Pour le moment, la demande porte sur des personnes compétentes en M&A en premier lieu. Les entreprises réalisent beaucoup d’acquisitions, il y a de nombreuses cessions et restructurations. Ensuite, c’est dans le secteur de la data protection que les entreprises recherchent des profils. Elles veulent renforcer les contrats de ce point de vue. Enfin, les questions de compliance et de lutte anti-blanchiment préoccupent beaucoup, avec l’entrée en vigueur de la loi Sapin 2. En ce qui concerne les secteurs d’activité, c’est dans le secteur de la santé que les besoins sont importants. Dans le secteur social, la demande n’est étonnamment pas très importante, mais il faut dire que les DRH n’ont pas souvent les ressources pour recruter des managers de transition. Cela commence un peu à frémir au niveau des relations sociales, car des plans sociaux se préparent.

Quelles évolutions notables avez-vous notées concernant la rémunération des managers de transition ?

La courbe va en décroissant. Les entreprises ont certes d’importants besoins, mais elles cassent les prix et n’hésitent pas à étudier d’autres possibilités comme des recrutements internes, car elles sont budgétairement contraintes. Il faut aussi dire qu’avant le confinement, il y avait sur ces matières une pénurie de candidats. C’est un peu moins vrai aujourd’hui. Mais en ce qui concerne les candidats, nous sommes également dans une phase « entre deux ». Pour le moment nous n’avons pas encore de personnes qui étaient en CDI et qui ne parviennent pas à en retrouver un autre, mais ces candidats vont progressivement arriver sur le marché. Les profils recherchés sont des seniors expérimentés, opérationnels, passés dans différents grands groupes et autonomes. Ils doivent avoir ce que l’on appelle une autorité naturelle. Surtout, ils doivent être en mesure de travailler au sein d’un environnement pressurisant. Des skippers capables de naviguer dans la tempête. Il y a dix ans, nous étions plutôt sur des quinquagénaires, mais la moyenne d’âge a aujourd’hui un peu baissé et les profils-types ont 45-55 ans. Les managers de transition, en juridique, sont plus souvent des femmes, car cette façon de travailler est plus facile à mettre en place auprès d’elles. Cela est moins vrai en fiscalité. La durée des contrats varie de 6 à 12 mois et là, on constate une évolution, avec des missions de plus en plus longues. La moyenne est actuellement de douze mois, le plus souvent, six mois renouvelés une fois.

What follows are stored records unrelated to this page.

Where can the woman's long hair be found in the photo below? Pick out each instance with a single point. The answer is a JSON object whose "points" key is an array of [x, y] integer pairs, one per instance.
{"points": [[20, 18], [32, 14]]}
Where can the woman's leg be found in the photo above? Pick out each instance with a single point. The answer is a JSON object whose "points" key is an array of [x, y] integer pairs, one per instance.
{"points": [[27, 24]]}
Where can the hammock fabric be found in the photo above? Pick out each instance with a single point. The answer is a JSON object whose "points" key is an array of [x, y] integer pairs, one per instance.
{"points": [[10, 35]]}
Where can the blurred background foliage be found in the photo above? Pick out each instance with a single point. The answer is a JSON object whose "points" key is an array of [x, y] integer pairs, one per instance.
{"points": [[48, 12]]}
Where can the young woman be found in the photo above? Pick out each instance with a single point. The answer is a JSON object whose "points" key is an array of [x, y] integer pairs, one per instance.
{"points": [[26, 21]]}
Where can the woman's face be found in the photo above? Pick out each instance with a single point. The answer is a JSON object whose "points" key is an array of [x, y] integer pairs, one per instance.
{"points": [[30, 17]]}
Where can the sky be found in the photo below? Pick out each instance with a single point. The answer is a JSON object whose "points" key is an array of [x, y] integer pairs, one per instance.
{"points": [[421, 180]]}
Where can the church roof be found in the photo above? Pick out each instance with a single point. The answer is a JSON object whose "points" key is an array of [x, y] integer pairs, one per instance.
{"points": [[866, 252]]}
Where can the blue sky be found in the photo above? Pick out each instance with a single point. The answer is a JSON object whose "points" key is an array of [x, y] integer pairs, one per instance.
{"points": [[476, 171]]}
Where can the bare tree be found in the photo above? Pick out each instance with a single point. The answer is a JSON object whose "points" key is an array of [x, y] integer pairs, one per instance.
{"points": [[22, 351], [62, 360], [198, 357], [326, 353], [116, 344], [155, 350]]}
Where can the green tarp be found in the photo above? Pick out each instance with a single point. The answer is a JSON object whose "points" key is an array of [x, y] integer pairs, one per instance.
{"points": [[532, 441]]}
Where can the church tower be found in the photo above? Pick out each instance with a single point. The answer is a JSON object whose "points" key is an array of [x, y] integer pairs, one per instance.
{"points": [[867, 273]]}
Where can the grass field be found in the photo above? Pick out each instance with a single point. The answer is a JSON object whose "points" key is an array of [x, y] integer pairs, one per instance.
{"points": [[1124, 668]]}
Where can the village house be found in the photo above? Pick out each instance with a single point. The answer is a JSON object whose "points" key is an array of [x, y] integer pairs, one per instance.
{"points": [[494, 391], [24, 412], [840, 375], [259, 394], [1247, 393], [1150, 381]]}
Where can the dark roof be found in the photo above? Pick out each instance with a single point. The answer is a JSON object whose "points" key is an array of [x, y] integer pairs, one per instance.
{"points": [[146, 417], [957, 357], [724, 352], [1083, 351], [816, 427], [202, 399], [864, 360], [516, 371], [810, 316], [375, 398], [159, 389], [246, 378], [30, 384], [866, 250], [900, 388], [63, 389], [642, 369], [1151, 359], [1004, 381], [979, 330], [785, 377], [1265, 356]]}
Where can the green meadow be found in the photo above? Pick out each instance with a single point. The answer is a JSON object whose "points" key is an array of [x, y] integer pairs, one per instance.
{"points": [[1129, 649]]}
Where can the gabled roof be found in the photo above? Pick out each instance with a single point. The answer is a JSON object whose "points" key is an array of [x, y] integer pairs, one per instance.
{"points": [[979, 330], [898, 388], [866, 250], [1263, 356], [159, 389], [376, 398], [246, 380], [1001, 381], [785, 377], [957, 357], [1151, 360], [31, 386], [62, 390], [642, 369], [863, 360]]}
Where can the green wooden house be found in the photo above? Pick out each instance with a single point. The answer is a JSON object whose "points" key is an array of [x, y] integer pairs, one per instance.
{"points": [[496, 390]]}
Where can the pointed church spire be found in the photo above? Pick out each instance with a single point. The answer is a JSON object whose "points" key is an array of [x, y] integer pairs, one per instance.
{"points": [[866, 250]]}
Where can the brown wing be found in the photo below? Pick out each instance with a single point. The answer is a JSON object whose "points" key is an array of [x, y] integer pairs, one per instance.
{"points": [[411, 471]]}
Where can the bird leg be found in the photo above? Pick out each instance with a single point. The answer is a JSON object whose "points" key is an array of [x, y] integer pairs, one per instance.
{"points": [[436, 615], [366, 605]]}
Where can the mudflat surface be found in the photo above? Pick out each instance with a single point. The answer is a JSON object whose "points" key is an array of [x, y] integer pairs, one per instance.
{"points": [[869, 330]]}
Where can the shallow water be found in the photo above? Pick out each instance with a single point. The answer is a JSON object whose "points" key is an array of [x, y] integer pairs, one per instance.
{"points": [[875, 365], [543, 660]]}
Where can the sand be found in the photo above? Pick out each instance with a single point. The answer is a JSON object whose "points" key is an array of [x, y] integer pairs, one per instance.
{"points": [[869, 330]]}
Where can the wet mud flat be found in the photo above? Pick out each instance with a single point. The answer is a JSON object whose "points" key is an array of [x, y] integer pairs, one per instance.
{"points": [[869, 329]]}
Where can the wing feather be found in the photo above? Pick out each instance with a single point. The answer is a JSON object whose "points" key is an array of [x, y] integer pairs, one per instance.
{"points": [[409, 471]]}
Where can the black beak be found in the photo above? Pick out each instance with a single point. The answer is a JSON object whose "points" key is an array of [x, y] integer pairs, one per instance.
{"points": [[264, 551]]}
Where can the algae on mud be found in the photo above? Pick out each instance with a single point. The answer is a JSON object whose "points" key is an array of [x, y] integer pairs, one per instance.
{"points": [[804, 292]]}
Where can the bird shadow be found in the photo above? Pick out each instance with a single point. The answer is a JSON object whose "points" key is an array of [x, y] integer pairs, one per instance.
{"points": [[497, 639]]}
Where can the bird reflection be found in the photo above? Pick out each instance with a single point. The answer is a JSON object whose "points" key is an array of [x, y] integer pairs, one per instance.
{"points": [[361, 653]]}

Quels conseils pourriez-vous donner aux personnes qui voudraient se lancer dans l’activité de manager de transition ?

L’activité en management de transition est contra cyclique, ce qui veut dire que nous en récoltons encore davantage les fruits en temps de crise. Il faut être prêt à sauter le pas et être dans la posture et l’état d’esprit idoine pour cette activité, qui ne doit pas être exercée faute de mieux. Cela ne doit pas être alimentaire ou s’assimiler à de l’intérim. C’est davantage ceci qu’il faut garder à l’esprit, plutôt qu’une question de timing pour se lancer. Le premier critère de motivation pour exercer cette activité n’est pas la rémunération, mais plutôt la volonté réelle d’apporter des solutions aux entreprises.